In the case of an operating system such as Windows, the difficulties would result in incompatibilities with the other application and communications software, much of which would be designed to work on a Microsoft operating system.

Karsten Gerloff, president of campaign group Free Software Foundation Europe, said: "Digit is arguing it would be too costly to replace the commission's current proprietary platform with anything but a new platform from the same vendor. That's pretty much the definition of lock-in."

Gerloff claims that Windows 7 isn't merely a partial upgrade, it is an entirely new system and its purchase in this way cannot be justified under European law. He says the move also contradicts the commission's Digital Agenda, which puts interoperable IT systems at the head of a plan to reap the economic and social benefits of computer technology.

Commission vice-president Neelie Kroes cited vendor lock-in as one of the motives for the Digital Agenda when she was campaigning for it last year.

"Many authorities have found themselves unintentionally locked in to proprietary technology for decades," Kroes said in a speech in June 2010.
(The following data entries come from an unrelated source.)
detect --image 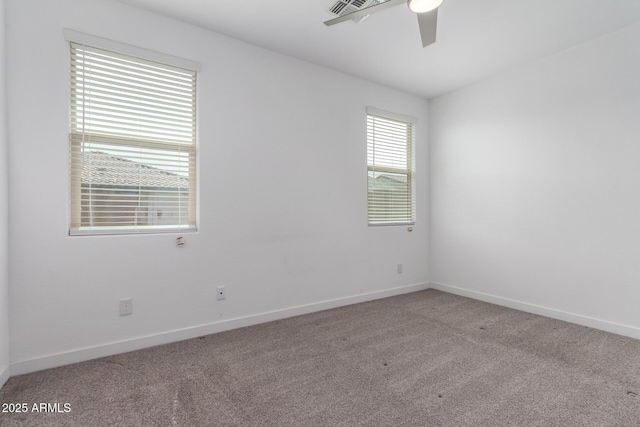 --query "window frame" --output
[63,29,200,236]
[366,107,417,227]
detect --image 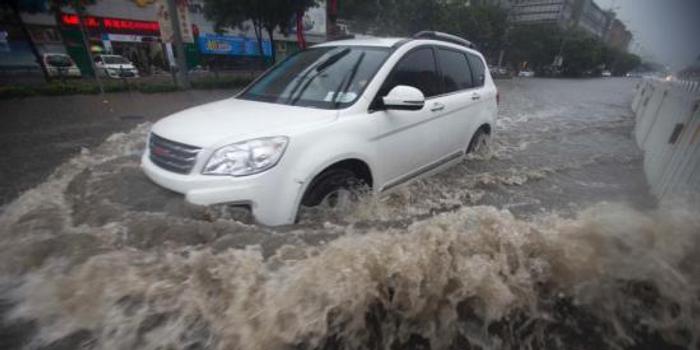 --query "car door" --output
[372,46,440,189]
[431,47,481,158]
[467,52,498,138]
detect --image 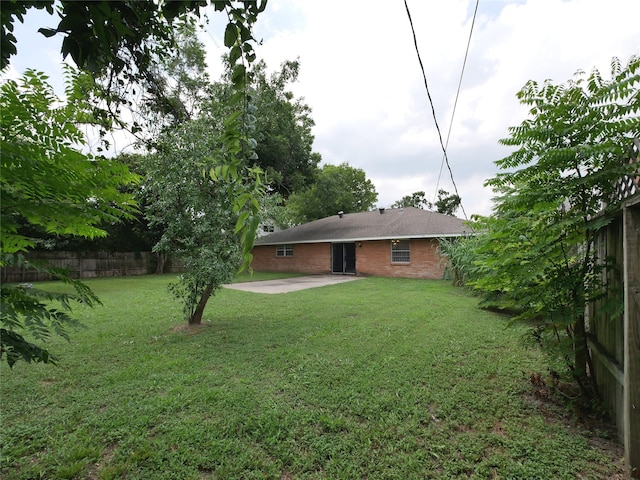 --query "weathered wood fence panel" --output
[588,195,640,478]
[0,251,184,282]
[624,201,640,478]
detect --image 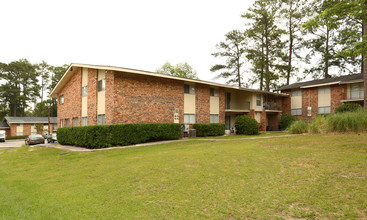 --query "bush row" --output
[57,123,182,148]
[193,123,225,137]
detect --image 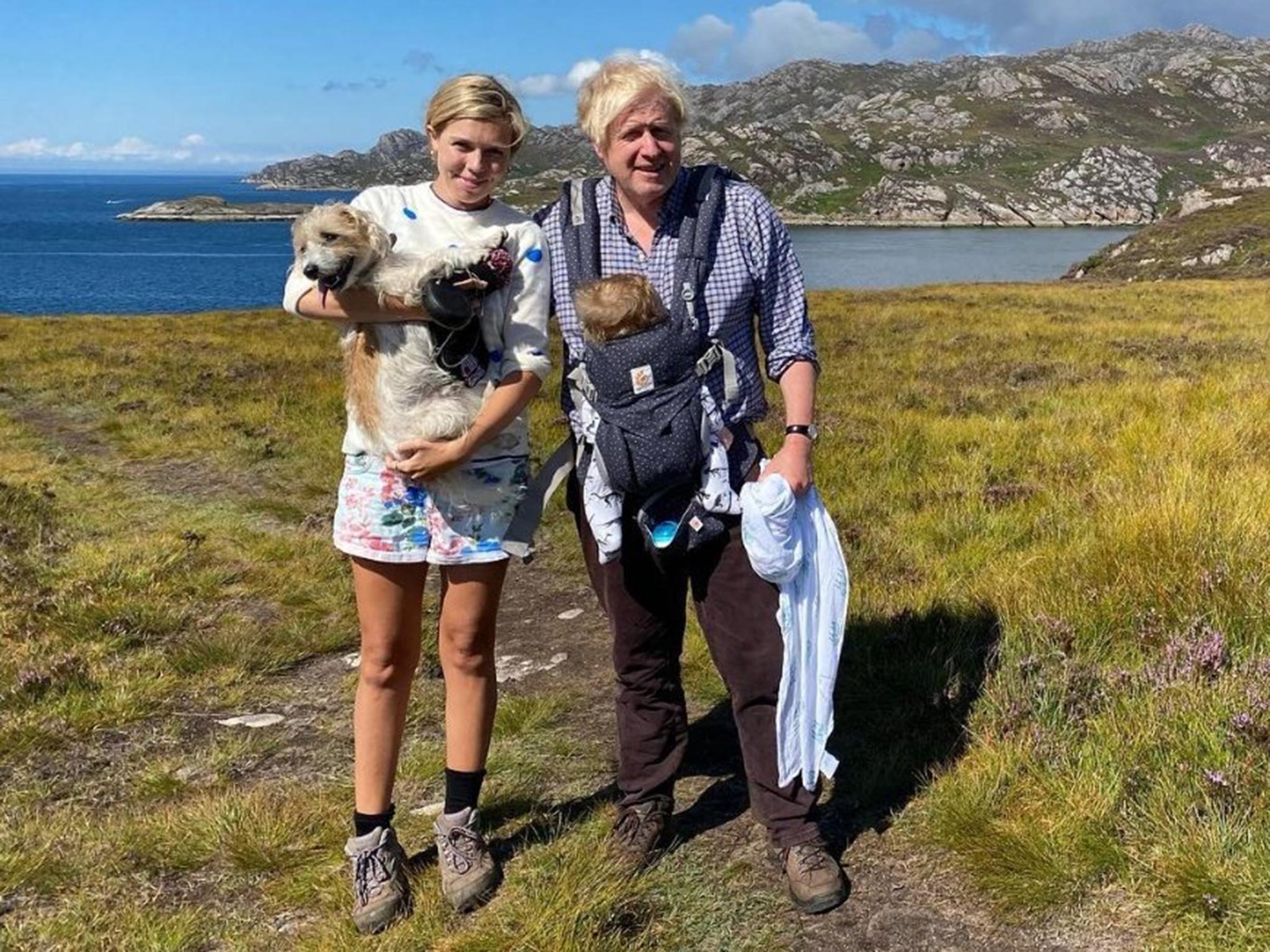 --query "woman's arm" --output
[388,371,542,480]
[283,273,428,324]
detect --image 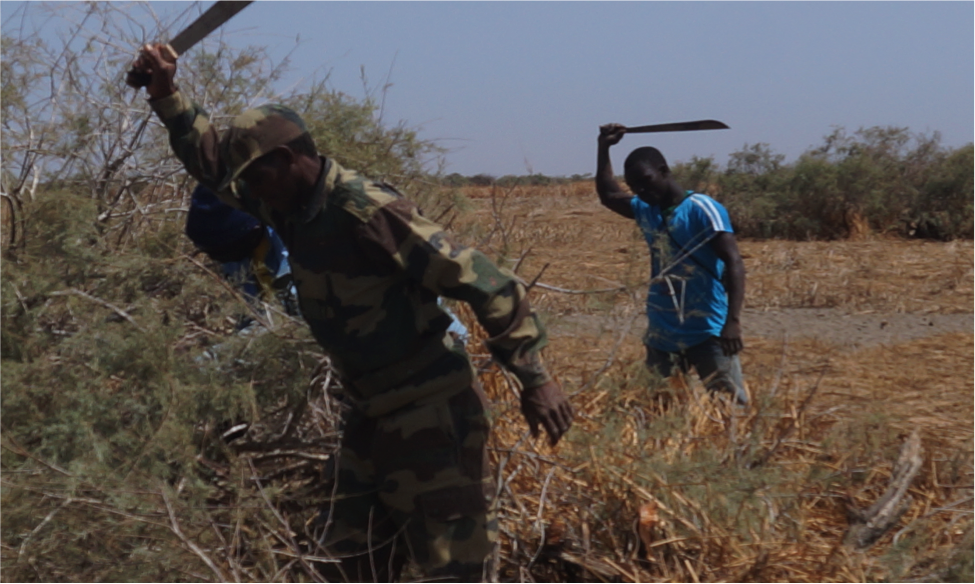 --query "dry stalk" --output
[844,430,924,550]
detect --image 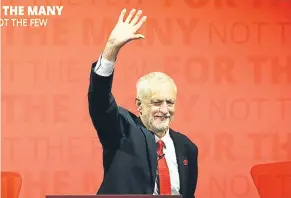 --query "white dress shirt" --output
[94,54,180,195]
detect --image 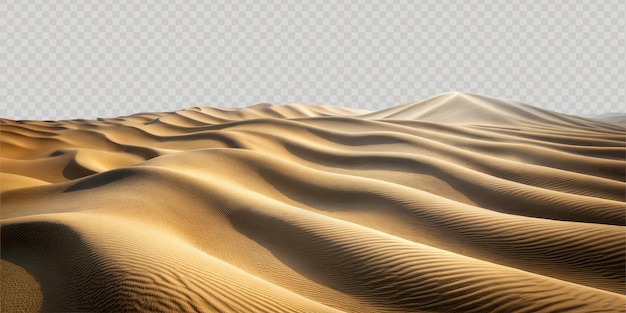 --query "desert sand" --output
[0,92,626,312]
"After a certain point, that original choice becomes so ingrained that alternatives risk being systematically ignored, no matter what the potential benefits. This is a waste of public money that most public bodies can no longer afford," she said.

The situation is similar to one that pioneering UK local authority Bristol City Council found itself in last year when it bought Microsoft software for 7,000 computers. The council gave up striving to use alternative software after five years, because so many other systems used incompatible Microsoft software that its efforts were rendered futile.

The Digit spokesman says things may be different in three years, echoing precisely Bristol's words when it made its decision in September.

Digit insists it has still not finally decided to proceed with the Windows 7 upgrade and cannot be deemed to have done so officially until it makes a contract decision under Article 147 of the Financial Regulations.

The decision for the Microsoft negotiations to proceed did nevertheless rely on Digit recording a preference for the upgrade. The European Parliament, one of the largest agencies participating in the commission's buying consortium, has meanwhile stated that it has opted for a Windows 7 upgrade and it can do this regardless of the commission's preference. It would still rely on the completion of the Commission's deal with Microsoft.

The Commission spokesman says a deal with Microsoft has to be concluded by 31 May when its existing Microsoft licence agreement runs out. But the commissioning officer would be required to reassess whether the non-competitive deal was justified after negotiations concluded.

A Microsoft spokeswoman said it was not its business to comment on EU procurement decisions.